Kronstadt et la radio

mis en ligne le 20 octobre 2011
Il ne suffit pas qu’une situation soit révolutionnaire, faut-il encore qu’on le sache ! C’est ainsi que, lorsque les insurgés de Kronstadt mirent à bas pendant près de trois semaines la dictature du Parti-état bolchevique, ils s’empressèrent d’adresser des messages radio à tous ceux qui pouvaient les capter en Russie ou dans le monde. Le malheur fut que ceux qui les reçurent en Russie ne furent que des postes-émetteurs militaires sous étroit contrôle des bolchevique et les messages ne purent aller plus loin ni toucher réellement la population laborieuse à laquelle ils étaient adressés. Lénine et les siens s’étaient bien rendu compte de l’importance des moyens de communication et s’en étaient accaparé le contrôle total. Aussi, la nature et les buts du mouvement de Krondstadt restèrent ignorés de presque tout le monde, sur le moment.

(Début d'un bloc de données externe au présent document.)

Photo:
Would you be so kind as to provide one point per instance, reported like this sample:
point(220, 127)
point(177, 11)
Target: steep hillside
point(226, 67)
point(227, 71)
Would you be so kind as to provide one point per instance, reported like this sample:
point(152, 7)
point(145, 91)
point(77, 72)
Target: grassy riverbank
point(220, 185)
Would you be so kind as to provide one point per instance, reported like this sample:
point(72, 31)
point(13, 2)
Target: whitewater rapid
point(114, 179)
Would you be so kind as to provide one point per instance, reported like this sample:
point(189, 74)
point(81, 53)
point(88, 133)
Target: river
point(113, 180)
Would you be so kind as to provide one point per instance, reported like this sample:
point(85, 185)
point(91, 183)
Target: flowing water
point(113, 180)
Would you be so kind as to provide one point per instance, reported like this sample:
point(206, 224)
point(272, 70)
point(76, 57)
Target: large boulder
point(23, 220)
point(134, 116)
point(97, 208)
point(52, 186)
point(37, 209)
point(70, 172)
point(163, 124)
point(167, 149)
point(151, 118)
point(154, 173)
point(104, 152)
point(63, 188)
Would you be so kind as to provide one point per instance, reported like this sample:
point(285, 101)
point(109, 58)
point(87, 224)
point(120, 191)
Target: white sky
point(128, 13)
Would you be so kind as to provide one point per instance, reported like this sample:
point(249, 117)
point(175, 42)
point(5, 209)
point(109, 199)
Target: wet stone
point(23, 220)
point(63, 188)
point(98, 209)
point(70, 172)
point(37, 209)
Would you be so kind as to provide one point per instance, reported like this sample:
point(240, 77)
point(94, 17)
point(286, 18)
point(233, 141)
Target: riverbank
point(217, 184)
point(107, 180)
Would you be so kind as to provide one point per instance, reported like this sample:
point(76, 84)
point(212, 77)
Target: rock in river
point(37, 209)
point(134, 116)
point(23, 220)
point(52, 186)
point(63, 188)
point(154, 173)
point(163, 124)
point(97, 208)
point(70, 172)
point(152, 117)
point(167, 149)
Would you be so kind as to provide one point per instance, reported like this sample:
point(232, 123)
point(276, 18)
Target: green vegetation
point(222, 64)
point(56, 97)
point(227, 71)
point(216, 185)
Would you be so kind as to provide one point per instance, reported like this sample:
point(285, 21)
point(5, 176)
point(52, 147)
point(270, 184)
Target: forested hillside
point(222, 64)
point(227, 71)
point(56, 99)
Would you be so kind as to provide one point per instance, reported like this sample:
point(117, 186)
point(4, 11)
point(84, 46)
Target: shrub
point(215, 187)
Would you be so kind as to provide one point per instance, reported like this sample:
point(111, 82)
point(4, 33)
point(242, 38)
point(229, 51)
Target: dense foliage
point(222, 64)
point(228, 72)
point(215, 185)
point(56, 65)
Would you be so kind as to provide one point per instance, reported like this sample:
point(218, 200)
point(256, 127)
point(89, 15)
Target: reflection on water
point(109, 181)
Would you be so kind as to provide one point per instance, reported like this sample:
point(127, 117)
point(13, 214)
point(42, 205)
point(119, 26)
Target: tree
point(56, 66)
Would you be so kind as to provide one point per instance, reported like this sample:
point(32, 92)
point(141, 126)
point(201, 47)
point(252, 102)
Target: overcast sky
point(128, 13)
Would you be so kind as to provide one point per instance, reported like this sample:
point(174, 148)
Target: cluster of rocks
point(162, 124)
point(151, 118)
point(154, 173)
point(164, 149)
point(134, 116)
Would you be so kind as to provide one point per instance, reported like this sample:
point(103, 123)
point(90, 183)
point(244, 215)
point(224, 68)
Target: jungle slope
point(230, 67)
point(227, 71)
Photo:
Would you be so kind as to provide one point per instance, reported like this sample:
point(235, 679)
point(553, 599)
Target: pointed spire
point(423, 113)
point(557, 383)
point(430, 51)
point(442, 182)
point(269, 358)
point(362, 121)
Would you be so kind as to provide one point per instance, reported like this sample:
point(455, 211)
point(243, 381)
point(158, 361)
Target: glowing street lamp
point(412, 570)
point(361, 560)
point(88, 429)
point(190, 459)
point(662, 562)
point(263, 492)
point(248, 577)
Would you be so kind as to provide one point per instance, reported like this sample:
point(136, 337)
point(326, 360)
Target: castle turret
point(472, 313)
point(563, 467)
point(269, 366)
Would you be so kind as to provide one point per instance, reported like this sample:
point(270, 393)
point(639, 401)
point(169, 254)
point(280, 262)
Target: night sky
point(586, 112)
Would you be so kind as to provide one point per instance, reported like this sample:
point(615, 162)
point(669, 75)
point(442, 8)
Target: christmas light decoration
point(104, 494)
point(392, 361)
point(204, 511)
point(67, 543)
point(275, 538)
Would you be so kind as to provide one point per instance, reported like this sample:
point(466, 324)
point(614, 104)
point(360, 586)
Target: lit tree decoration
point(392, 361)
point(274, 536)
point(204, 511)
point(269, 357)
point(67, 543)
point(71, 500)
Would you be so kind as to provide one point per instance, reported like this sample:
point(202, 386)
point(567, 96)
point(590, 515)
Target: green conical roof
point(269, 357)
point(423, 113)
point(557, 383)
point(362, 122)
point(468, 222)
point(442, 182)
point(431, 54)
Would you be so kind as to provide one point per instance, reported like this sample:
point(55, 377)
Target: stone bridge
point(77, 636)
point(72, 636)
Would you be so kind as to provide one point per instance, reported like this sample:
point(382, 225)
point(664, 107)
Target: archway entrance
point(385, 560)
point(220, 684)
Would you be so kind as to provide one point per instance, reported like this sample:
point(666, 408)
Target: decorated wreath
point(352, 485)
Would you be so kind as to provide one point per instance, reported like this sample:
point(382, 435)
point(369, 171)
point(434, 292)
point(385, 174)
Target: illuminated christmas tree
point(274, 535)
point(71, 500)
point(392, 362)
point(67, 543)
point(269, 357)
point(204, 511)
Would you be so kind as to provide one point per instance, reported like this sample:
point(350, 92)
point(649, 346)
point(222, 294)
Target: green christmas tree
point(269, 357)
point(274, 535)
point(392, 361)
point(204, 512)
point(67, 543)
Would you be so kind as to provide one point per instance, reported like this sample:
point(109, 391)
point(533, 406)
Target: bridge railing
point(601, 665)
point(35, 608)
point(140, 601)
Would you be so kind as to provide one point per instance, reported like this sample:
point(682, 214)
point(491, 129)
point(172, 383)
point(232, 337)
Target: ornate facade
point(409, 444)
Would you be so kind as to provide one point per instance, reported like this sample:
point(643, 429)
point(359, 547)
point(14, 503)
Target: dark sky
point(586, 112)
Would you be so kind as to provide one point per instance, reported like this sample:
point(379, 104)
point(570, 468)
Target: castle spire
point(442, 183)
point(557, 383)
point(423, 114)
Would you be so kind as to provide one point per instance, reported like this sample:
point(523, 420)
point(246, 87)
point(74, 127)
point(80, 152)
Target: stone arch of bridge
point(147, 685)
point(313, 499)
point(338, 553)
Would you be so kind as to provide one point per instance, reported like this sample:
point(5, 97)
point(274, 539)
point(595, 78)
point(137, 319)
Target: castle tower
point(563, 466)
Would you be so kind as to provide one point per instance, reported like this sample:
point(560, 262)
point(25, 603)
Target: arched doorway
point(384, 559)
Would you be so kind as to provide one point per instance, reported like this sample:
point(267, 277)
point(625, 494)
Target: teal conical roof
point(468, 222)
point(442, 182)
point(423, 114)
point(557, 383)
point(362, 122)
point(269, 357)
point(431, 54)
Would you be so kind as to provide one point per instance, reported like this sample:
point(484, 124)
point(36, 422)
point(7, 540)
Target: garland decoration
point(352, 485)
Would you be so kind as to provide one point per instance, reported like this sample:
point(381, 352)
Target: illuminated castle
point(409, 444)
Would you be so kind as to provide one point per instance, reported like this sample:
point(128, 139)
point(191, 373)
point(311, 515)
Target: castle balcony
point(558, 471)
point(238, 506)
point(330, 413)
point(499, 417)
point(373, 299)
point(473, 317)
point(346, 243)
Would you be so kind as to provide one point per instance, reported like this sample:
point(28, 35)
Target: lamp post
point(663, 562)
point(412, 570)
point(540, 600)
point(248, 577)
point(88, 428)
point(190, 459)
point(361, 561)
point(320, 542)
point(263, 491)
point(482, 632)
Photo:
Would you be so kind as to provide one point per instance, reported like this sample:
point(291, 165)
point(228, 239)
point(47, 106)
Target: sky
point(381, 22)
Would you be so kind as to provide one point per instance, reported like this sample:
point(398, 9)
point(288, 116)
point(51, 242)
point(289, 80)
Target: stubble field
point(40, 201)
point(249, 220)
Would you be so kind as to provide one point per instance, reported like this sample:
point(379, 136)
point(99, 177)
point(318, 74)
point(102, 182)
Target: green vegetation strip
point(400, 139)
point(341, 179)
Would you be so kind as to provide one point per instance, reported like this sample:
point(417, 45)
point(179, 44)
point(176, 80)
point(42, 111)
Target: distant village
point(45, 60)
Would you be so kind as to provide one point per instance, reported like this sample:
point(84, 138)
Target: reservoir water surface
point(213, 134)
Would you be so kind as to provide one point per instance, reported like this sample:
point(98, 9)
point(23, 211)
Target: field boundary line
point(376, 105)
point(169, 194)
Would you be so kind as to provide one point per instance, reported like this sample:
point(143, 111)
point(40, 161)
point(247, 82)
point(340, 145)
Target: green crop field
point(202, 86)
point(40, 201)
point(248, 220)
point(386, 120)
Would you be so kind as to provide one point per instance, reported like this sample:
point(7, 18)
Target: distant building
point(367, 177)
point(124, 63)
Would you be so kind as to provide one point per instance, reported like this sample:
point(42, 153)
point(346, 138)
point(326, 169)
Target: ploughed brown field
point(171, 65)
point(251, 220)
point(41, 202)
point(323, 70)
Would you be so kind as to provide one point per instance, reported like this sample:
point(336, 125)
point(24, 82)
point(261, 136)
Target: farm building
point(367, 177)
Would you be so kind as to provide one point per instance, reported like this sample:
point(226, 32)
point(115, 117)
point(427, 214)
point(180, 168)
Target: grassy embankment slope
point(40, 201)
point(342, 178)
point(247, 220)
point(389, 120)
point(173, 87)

Quelques insurgés prirent sur eux d’aller porter la résolution prise au début de l’insurrection – constituant son programme – sur le continent. Presque tous furent interceptés par la Tchéka et fusillés scéance tenante. Lénine avait une peur bleue que la population sache la vérité sur les Kronstadiens, car tout son édifice bâti sur le sable du mensonge permanent se serait écroulé immédiatement. Les insurgés privilégièrent malgré tout l’information directe, par radio, par téléphone (même problème de censure) ou par tracts et proclamations distribués aux assaillants ; ils pensaient que ceux-ci, une fois au courant de leurs véritables objectifs, refuseraient tout net de marcher contre eux. Ce calcul fut en partie exact, en partie seulement car les bolcheviques surent emmener à l’assaut des troupes asiatiques ne parlant même pas le russe et des troupes tchékistes et autres sbires du parti qui, eux, ne parlaient que la langue de bois de leur catéchisme léniniste. La démarche des Kronstadiens leur était dictée par leur choix stratégique : ils ne voulaient pas prendre l’initiative des combats, estimés fratricides, et également ne pas se substituer à la volonté des masses en se conduisant comme un détachement offensif. Ils misaient sur la discussion et la libre confrontation des idées. C’était tout à fait juste du point de vue révolutionnaire, passif sur le plan militaire où la meilleur défense est souvent l’attaque.